Assuming your expectation is right, will you be able to tell that the mutant had any effect?

Simulate the sampling

5 samples from $5 \pm 1.4$
5 samples from $5.5 \pm 1.4$



In [ ]:

How do we test to see if these are different?



In [ ]:

    
import scipy.stats

Figure out how to use scipy.stats.ttest_ind.

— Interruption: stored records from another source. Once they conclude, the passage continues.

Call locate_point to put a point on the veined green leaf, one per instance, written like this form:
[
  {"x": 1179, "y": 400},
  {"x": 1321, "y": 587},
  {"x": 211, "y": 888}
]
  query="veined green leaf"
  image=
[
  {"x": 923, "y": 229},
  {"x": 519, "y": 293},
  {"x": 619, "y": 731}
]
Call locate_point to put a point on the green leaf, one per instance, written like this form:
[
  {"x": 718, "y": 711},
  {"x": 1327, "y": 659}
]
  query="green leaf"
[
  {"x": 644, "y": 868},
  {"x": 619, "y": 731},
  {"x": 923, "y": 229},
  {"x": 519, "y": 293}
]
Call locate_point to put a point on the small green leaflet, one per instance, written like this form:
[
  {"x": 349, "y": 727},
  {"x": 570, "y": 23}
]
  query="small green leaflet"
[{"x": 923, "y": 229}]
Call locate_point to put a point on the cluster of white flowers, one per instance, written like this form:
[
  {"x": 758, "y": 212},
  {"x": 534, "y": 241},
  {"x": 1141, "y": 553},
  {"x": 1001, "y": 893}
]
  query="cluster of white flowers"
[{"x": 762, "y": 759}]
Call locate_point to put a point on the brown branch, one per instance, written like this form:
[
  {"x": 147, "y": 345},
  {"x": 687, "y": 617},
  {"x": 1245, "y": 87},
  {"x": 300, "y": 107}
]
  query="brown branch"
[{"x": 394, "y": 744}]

Determine the p-value you for a t-test between your 5 wildtype and 5 mutant measurements.
Can you figure out how many samples you need to meausure to reliably get a p-value < 0.05 for this expected difference in means?



In [ ]:



In [ ]:

Stats provides a wide variety of statistical tests

t-test: scipy.stats.ttest_ind
One-way ANOVA: scipy.stats.f_oneway
Wilcoxan Rank: scipy.stats.ranksums
$\chi^{2}$: scipy.stats.chisquare
Pearson's Correlation: scipy.stats.pearsonr

Stats also provides access to probability distributions



In [ ]:

    
d = scipy.stats.norm()
x = np.arange(-5,5,0.01)
prob_density = d.pdf(x)
cum_density = d.cdf(x)



In [ ]:

    
def plot_distrib(d,x,name):
    """
    Function that plots the probability density and cumulative density
    functions of a distribution over the range defined in x.
    """

    fig, ax = plt.subplots(1,2,figsize=(12,5))
    ax[0].plot(x,d.pdf(x),"k-")
    ax[0].set_title("Probability Density Function ({})".format(name))
    ax[0].set_xlabel("x")
    ax[0].set_ylabel("P(X == x)")

    ax[1].plot(x,d.cdf(x),"k-")
    ax[1].set_title("Cumulative Density Function ({})".format(name))
    ax[1].set_xlabel("x")
    ax[1].set_ylabel("P(X $\geq$ x)")
    
    bottom = np.arange(np.min(x),d.interval(0.95)[0],0.01)
    top    = np.arange(d.interval(0.95)[1],np.max(x),0.01)
    
    ax[0].fill_between(bottom,d.pdf(bottom),color="gray")
    ax[0].fill_between(top,d.pdf(top),color="gray")



In [ ]:

    
plot_distrib(d,x,"Normal $\mu = 0$, $\sigma = 1$")



In [ ]:

    
pareto = scipy.stats.pareto(1)
x = range(1,50)
plot_distrib(pareto,x,"Pareto c = 1")

Summary

np.random lets you sample things (flip coins, add noise, simulate experiments)
scipy.stats lets you do statistics to analyze simulated or experimental results.